Судьба Нового человека.Репрезентация и реконструкция маскулинности в советской визуальной культуре, 1945–1965 - [17]

Шрифт
Интервал


Хотя после 1945 года издания, предназначенные для женщин, не избегали связанных с войной тем, и публикуемые статьи, и визуальные материалы, как правило, отражали специфику целевой аудитории конкретного журнала. В первые послевоенные годы в них преобладали рассказы о героических партизанках и описания возвращения с фронта домой. С 1950 года их стала дополнять тема роли женщин в борьбе за мир: это отражала подборка плакатов и рисунков, которыми сопровождались соответствующие публикации.
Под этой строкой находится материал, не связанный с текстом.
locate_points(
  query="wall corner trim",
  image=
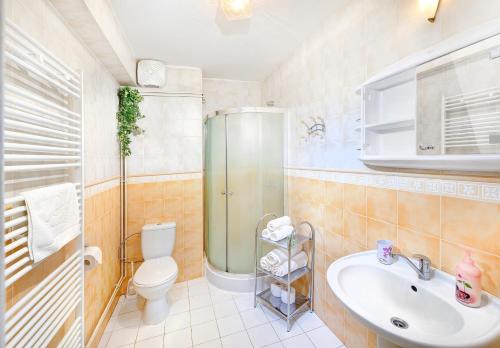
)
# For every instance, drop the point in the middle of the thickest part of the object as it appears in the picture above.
(95, 24)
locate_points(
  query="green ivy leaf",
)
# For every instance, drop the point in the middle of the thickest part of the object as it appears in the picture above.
(128, 114)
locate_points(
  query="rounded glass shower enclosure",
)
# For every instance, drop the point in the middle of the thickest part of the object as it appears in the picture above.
(243, 180)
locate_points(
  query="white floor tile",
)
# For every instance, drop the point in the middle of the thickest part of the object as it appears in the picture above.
(271, 316)
(204, 332)
(244, 302)
(262, 335)
(155, 342)
(122, 337)
(111, 325)
(179, 306)
(198, 289)
(309, 321)
(196, 281)
(323, 338)
(225, 308)
(200, 301)
(178, 339)
(148, 331)
(177, 322)
(237, 340)
(131, 319)
(179, 285)
(104, 340)
(230, 325)
(202, 315)
(219, 295)
(279, 327)
(211, 344)
(132, 305)
(253, 317)
(177, 294)
(300, 341)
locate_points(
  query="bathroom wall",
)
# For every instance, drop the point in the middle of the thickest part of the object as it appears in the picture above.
(165, 170)
(101, 161)
(222, 94)
(437, 214)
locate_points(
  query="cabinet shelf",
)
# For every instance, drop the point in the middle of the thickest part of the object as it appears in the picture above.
(391, 126)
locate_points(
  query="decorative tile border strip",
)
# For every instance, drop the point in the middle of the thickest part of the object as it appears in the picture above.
(481, 191)
(100, 187)
(163, 177)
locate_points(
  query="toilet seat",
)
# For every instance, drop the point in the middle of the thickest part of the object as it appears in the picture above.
(156, 271)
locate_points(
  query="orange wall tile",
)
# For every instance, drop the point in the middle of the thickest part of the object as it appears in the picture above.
(180, 201)
(351, 218)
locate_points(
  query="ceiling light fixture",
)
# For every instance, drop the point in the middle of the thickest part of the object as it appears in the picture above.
(429, 8)
(236, 9)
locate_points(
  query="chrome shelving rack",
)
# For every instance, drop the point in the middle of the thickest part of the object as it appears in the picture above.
(302, 303)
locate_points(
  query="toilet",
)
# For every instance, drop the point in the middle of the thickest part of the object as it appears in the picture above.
(159, 270)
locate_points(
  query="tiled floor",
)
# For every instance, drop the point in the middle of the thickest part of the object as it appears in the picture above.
(204, 316)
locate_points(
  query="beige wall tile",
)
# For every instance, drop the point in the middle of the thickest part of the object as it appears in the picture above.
(334, 194)
(355, 228)
(381, 204)
(453, 254)
(410, 243)
(471, 223)
(377, 230)
(355, 199)
(419, 212)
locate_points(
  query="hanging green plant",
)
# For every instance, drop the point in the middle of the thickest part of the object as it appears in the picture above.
(128, 114)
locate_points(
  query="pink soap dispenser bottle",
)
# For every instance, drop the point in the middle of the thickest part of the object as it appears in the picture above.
(468, 285)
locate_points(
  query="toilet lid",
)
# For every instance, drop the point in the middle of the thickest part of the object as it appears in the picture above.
(156, 271)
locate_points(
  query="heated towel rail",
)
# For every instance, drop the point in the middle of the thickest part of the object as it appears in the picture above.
(42, 145)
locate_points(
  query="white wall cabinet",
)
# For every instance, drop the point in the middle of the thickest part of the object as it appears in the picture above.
(437, 110)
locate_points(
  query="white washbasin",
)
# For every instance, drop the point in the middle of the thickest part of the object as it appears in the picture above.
(376, 293)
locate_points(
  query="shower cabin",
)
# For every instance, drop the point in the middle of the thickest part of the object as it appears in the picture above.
(243, 179)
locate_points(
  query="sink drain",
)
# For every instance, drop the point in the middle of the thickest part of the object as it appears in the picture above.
(400, 323)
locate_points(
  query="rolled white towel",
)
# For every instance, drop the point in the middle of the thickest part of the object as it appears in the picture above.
(277, 256)
(298, 261)
(264, 263)
(281, 232)
(276, 290)
(276, 223)
(284, 295)
(265, 233)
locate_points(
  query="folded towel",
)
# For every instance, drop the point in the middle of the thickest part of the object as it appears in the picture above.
(277, 256)
(298, 261)
(281, 233)
(265, 233)
(264, 263)
(276, 223)
(53, 219)
(284, 295)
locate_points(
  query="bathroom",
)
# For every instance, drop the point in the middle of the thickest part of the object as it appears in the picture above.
(191, 144)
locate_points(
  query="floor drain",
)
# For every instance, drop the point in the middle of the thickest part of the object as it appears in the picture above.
(400, 323)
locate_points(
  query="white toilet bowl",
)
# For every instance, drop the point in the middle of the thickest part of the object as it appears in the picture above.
(152, 281)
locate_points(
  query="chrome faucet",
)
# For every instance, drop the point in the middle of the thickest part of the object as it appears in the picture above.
(424, 265)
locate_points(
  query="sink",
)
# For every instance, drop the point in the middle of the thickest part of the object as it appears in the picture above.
(406, 311)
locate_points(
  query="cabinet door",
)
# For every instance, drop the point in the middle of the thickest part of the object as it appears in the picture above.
(458, 101)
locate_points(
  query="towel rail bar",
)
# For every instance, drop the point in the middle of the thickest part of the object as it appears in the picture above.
(42, 146)
(39, 148)
(34, 98)
(28, 67)
(30, 107)
(21, 125)
(53, 61)
(9, 112)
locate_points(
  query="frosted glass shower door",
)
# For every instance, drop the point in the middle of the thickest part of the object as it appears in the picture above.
(254, 181)
(215, 187)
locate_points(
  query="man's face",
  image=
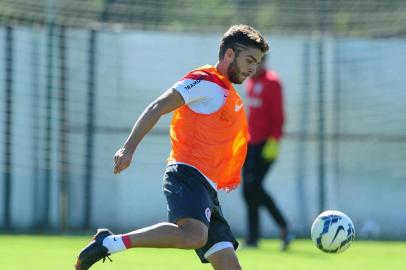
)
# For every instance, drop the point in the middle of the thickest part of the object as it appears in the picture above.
(244, 65)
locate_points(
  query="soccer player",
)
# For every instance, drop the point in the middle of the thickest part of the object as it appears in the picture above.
(209, 142)
(265, 122)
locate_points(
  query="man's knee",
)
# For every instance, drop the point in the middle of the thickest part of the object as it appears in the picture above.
(194, 234)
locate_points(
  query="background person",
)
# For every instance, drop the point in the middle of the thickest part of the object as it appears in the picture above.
(265, 121)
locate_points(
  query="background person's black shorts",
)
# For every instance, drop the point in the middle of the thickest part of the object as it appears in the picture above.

Таким образом, хотя публикация изображений, связанных с войной, была в этот период сравнительно общей практикой, журналы для женщин делали акцент на женском военном опыте. Это образы медсестер, партизанок, приходящих на выручку советскому солдату, которому требуется помощь, картины радостного восстановления счастливых семей и — очень редко — душераздирающие изображения погибших детей.

В этом смысле решение опубликовать картину Непринцева в двух женских журналах крайне необычно: в изображенной сцене, где присутствуют только мужчины, нет совершенно ничего (на первый взгляд), что имело бы отношение к женскому опыту войны. Кроме того, в указанных изданиях картина Непринцева получила новое название: в «Работнице» — «Василий Тёркин», а в «Советской женщине» — «На привале». То есть и в том, и в другом случае явное упоминание о бое было устранено [78]. Это могло свидетельствовать об определенном дискомфорте, связанном с намеками, которые присутствовали в исходном названии картины, но тот факт, что ее содержание и тональность были сочтены подходящими для исключительно женской аудитории, лишь подчеркивает, насколько безобидным был советский солдат у Непринцева.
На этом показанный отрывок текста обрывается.